Date de mise en ligne: 10/09/09 - Visé par le Comité de Lecture

Chez près de 2% des espèces d'oiseaux, des parents autres que les parents génétiques jouent un rôle dans l'élevage des petits. Mais il existe des cas plus rares où des parents d'une autre espèce nourrissent les poussins appartenant à une autre espèce, en dehors des cas bien connus de parasitisme (comme le Coucou gris et les autres passereaux par exemple).
Ce type de comportement est d'autant plus difficile à comprendre qu'il ne procure, à priori, aucun avantage évolutif et constitue même une perte d'énergie pour l'espèce adoptive. Certains auteurs estiment toutefois que le nourrissage interspécfique pourrait aider de jeunes parents inexpérimentés à apprendre à élever des poussins pour les saisons de nidification futures.
Daniel Magnin et Jean-Luc Potiron nous ont transmis une photo très intéressante prise en juin 2009 en Bretagne d'une Sittelle torchepot nourrissant un jeune Pic épeiche.
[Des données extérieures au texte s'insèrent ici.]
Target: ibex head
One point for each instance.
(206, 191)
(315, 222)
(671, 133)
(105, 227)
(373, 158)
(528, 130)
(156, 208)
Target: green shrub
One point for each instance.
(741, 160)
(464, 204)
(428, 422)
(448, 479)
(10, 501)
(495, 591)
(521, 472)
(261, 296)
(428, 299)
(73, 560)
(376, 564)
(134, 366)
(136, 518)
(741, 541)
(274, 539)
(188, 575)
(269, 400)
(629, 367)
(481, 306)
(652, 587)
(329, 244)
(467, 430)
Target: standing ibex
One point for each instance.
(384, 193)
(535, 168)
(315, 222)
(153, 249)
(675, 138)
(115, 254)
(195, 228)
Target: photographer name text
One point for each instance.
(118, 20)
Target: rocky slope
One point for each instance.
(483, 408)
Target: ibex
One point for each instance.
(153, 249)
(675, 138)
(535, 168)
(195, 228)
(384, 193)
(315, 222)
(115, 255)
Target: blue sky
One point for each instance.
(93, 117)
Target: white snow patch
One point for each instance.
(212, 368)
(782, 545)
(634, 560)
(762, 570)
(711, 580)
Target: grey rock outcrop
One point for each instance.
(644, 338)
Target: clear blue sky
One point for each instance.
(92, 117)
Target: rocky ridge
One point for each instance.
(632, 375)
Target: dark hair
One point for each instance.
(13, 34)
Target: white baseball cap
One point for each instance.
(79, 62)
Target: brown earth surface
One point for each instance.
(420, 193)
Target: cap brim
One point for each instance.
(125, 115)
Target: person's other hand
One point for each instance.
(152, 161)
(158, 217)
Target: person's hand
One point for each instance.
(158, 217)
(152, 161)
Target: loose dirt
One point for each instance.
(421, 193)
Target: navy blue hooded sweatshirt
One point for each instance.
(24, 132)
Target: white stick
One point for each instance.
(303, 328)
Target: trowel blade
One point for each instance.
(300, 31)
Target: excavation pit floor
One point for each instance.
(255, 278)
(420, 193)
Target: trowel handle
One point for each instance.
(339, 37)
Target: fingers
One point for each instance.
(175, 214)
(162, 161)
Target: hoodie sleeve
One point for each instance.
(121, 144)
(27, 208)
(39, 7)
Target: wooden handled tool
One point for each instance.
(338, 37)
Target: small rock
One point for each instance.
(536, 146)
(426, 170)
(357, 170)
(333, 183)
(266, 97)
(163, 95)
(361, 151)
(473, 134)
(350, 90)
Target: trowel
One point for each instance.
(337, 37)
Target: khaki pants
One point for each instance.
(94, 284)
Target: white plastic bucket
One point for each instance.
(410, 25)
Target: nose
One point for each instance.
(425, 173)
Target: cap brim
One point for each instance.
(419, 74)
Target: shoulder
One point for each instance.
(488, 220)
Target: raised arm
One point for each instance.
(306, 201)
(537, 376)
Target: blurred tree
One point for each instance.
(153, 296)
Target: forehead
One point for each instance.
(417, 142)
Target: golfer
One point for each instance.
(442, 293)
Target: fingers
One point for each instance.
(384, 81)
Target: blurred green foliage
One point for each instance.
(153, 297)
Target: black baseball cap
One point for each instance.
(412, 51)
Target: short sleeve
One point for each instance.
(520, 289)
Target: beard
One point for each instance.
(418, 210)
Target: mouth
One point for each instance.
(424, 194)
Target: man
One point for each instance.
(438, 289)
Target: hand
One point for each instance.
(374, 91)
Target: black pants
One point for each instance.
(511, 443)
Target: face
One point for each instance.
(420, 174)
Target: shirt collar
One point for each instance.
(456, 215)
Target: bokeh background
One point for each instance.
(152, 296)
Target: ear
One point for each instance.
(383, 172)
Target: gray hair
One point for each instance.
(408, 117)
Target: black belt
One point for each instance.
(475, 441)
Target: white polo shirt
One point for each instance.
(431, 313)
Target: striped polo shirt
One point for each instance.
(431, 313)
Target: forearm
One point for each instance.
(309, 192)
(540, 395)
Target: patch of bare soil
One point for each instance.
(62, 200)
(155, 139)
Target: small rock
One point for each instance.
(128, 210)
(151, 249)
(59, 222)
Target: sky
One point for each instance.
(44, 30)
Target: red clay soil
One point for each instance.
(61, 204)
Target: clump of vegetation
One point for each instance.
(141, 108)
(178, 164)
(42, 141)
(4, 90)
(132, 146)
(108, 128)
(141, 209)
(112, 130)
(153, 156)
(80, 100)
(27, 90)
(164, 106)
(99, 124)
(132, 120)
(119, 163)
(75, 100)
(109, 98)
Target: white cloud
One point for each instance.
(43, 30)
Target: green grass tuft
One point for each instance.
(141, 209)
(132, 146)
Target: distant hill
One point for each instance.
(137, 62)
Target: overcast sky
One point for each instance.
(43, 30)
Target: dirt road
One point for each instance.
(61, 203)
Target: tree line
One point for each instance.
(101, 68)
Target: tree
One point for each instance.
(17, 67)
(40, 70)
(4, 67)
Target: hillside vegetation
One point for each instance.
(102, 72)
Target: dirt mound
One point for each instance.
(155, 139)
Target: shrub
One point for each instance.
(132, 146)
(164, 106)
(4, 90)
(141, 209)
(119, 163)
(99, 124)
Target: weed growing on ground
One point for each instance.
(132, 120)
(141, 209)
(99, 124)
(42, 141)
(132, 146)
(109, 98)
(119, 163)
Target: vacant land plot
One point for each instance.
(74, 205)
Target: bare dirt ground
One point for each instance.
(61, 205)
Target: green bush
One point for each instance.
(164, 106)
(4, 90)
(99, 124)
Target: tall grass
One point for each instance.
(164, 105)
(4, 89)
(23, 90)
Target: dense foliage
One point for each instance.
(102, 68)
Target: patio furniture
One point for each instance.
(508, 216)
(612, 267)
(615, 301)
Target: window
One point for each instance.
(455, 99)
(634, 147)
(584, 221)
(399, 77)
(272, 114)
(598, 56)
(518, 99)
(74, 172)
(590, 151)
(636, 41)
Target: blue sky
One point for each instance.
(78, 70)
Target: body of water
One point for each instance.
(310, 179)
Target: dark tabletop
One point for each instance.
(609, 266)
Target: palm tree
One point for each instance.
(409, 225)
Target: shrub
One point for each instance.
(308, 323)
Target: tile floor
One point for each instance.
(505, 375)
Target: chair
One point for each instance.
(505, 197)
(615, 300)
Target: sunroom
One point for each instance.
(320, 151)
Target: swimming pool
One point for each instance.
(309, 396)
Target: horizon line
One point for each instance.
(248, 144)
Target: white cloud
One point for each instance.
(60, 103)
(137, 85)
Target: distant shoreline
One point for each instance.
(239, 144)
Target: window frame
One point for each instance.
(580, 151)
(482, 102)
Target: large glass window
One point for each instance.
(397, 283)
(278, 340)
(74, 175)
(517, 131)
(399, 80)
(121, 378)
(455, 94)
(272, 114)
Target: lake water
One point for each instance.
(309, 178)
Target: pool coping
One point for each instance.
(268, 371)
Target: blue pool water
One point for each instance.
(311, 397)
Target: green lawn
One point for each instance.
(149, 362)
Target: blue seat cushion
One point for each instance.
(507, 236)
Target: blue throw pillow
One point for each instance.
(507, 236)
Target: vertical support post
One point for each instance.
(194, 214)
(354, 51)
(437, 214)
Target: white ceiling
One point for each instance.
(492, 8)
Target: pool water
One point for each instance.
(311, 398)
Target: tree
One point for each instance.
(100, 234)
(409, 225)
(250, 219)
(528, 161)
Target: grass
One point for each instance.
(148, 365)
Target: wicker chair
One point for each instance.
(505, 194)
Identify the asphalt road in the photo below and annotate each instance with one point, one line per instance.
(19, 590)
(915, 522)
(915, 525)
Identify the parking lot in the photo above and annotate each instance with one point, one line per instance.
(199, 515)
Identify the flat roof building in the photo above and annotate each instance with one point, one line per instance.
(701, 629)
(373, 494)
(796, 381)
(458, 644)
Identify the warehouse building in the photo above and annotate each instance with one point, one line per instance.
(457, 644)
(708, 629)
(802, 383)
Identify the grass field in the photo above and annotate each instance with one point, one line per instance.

Cette observation remarquable nous donne l'occasion d'énumérer les situations possibles pouvant entraîner un nourrissage interspécifique et les explications de ce comportement.
Cet article est basé en grande partie sur l'étude de Marilyn Muszalsk Shy intitulée "Interspecif feeding among birds: a review" publiée en 1982 dans le Journal of Field Ornithologists.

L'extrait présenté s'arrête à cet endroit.